If the parental mutation/s were identified by the Beacon expanded carrier screen, the sample is sent for testing to Fulgent Genetics in California. Fulgent Genetics is a CLIA-accredited laboratory. They will test for previously identified parental pathogenic variants using sequencing methodology.

If the parental mutation/s were identified using a different test, we will contact the referring doctor to discuss the preferred laboratory for analysis.
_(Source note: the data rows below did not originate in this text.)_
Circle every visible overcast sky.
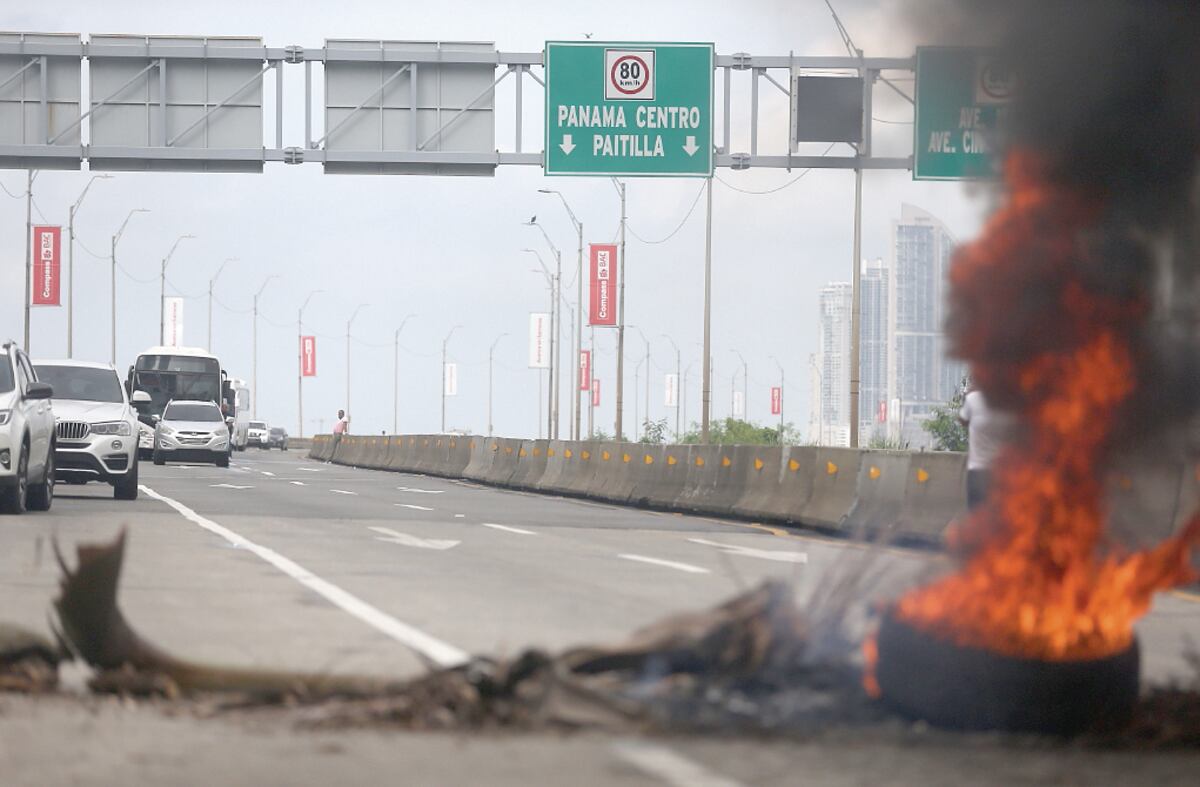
[0,0,983,437]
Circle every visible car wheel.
[28,445,54,511]
[113,458,138,500]
[0,444,29,513]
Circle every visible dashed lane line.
[138,485,469,667]
[612,740,740,787]
[484,522,538,535]
[617,553,712,573]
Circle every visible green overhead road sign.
[912,47,1014,180]
[545,41,713,178]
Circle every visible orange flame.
[883,155,1200,662]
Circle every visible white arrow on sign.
[371,527,462,549]
[688,539,809,563]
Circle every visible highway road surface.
[0,451,1200,785]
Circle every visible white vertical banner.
[162,295,184,347]
[529,312,550,368]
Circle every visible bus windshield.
[131,355,221,415]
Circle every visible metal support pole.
[700,178,713,444]
[22,171,31,353]
[613,184,625,440]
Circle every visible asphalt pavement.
[0,450,1200,785]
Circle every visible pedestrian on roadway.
[959,386,1015,509]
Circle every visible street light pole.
[250,276,278,419]
[700,178,713,444]
[391,314,416,434]
[158,235,196,344]
[208,257,236,352]
[346,304,367,420]
[662,334,684,443]
[442,325,462,434]
[67,175,112,358]
[109,208,150,366]
[487,334,508,437]
[538,188,592,440]
[522,248,558,439]
[296,289,325,438]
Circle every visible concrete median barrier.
[844,451,911,537]
[899,452,967,541]
[800,447,863,529]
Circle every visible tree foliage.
[922,380,967,451]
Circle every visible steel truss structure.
[0,32,916,175]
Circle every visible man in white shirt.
[959,389,1016,509]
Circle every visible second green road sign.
[545,41,713,178]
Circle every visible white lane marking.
[617,554,712,573]
[688,539,809,563]
[138,486,470,667]
[612,740,740,787]
[368,527,462,549]
[484,522,538,535]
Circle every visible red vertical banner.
[580,350,592,391]
[588,244,617,325]
[32,226,62,306]
[300,336,317,377]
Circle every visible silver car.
[154,401,230,467]
[34,361,142,500]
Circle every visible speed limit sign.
[604,49,654,101]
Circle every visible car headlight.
[91,421,133,437]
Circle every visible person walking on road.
[959,388,1014,509]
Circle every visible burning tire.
[875,611,1140,735]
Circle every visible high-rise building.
[858,259,892,445]
[810,282,852,445]
[888,204,966,447]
For microarray testing, the relative amounts of genetic material from hundreds of thousands of small regions from all chromosomes are measured. Deviations from the expected values can identify deletions and duplications. Sonic Genetics uses a single nucleotide polymorphism (SNP) microarray, which provides additional genotype information compared with CGH microarray. SNP microarrays can identify large regions of homozygosity, which may be useful in detecting uniparental disomy or an increased likelihood of a recessive disorder.

Requesting the test

Ordering:

This test is usually requested by an obstetrician or clinical geneticist.

Request form:

Download the prenatal single gene request form. (link to new form as per other Asana request)

Sample required:

Chorionic villus or amniotic fluid sample is required. An invasive procedure by an obstetrician is necessary to obtain this. A separate EDTA blood sample is also required from the mother, so that maternal cell contamination of the prenatal sample can be excluded.

To help ensure the quality of the test, a genetic test should be done with a dedicated sample whenever possible i.e. a sample collected specifically for that test rather than a sample that is used for multiple tests.

We recommend that the patient or another adult check the labelling of request forms and sample containers.

Special instructions:

Please include the results of the parental single gene mutation test on each parent with the request, to ensure that the correct mutation(s) are tested in the fetus.

Turnaround time:

Four to six weeks for familial mutation testing.

1-2 days for FISH, and 15 days for microarray/karyotype.

Price:

The cost for prenatal single gene testing is $595 when the familial mutations have been identified as part of the Beacon expanded carrier screen. Microarray analysis can be provided on request at no additional charge (subject to the Medicare requirements being met). Rapid FISH analysis for common aneuploidies is available for an additional fee of $100.

If the familial mutations have not been identified as part of the Beacon carrier screen, prenatal single gene testing may or may not be possible. In addition, the test fee will be higher, and may vary depending on the particular gene. Please contact the laboratory on 07 3377 8727 prior to invasive sample collection or referral to confirm that appropriate testing is available, and the test fee.   

Microarray testing has a Medicare rebate which, subject to the Medicare requirements being met, may cover all or part of the cost.

Rebate:

The Medicare details for microarray, including descriptor and schedule fee, are listed under MBS item 73287.